NEW rules affecting every Australian applying for credit cards, loans or mortgages will soon kick in, but most people don’t even know about them.
That’s the warning from credit rating bureau Experian, which says two thirds of Australians are unaware of looming changes to national credit reporting requirements that will enable lenders to see a lot more information about a customer’s financial history.
At the moment, lenders only share negative data, like defaults and bankruptcies. But under amended privacy laws as part of new comprehensive credit reporting introduced in 2014, positive data such as repayment history will be shared with credit reporting bureaus and lenders.
While the data isn’t yet being shared among lenders, it is being shared with the main credit bureaus, Experian, Veda and Dun & Bradstreet, meaning it will impact applications for credit cards, loans and mortgages.
So what should you do right now? In short, make your repayments on time.
“Credit providers in Australia will soon be looking back at up to 24 months of your credit repayment history, which is why consumers need to start positively impacting their future credit score now by making sure they diligently make repayments on time,” said Experian managing director Suzanne Steele.
“Being aware of what your credit score is and the parts of your finances that impact the score is critical. It enables you to know where you stand and address any issues before applying for a new credit card, loan or mortgage.

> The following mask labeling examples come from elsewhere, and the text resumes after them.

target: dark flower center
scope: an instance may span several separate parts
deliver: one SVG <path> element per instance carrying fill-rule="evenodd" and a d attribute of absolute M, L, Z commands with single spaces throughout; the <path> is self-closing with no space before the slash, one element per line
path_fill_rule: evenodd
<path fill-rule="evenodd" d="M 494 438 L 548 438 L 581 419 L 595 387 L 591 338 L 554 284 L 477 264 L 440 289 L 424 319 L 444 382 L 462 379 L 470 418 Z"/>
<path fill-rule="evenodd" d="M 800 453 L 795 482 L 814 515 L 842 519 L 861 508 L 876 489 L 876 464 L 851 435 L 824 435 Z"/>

“Beyond that, my top tips include paying bills on time, doing due diligence before applying for credit and avoid multiple credit inquires in a short period of time.”
Ms Steele said it might come as a surprise to some people that lenders currently have limited visibility of a borrower’s financial situation.
“All that they can see are the number of applications they’ve made for credit, the type of credit, the amount applied for and if they default on their payment obligations or become bankrupt or have a court judgment against them,” she said.
She described the new regimen as an “overwhelmingly positive change for Australian borrowers”. “For example, positive data may help potential first home buyers who don’t have a long credit history, to be approved for finance, where previously they may have been declined,” she said.
“Positive data sharing will also enable Australians with a strong credit history to access more competitive deals and interest rates ... and assist others avoid entering into unmanageable levels of debt and getting into financial difficulty.”
But Ms Steele said a survey of 1000 Australians conducted by Experian in March found 66 per cent of people were unaware of the coming changes. The survey found 71 per cent of people had never checked their credit score, saying their either didn’t know how, didn’t know what a credit score was or didn’t care.
She said out of the 19 countries where Experian operates, only Australia and Brazil had adopted positive data sharing.
“Positive data gives credit providers a 360-degree view of their customer’s financial situation, creating an environment for better decision making about the right level of debt the borrower can manage,” she said.
“This can reduce the number of people who default on a loan, increase competition among providers and drive down costs for all credit customers.”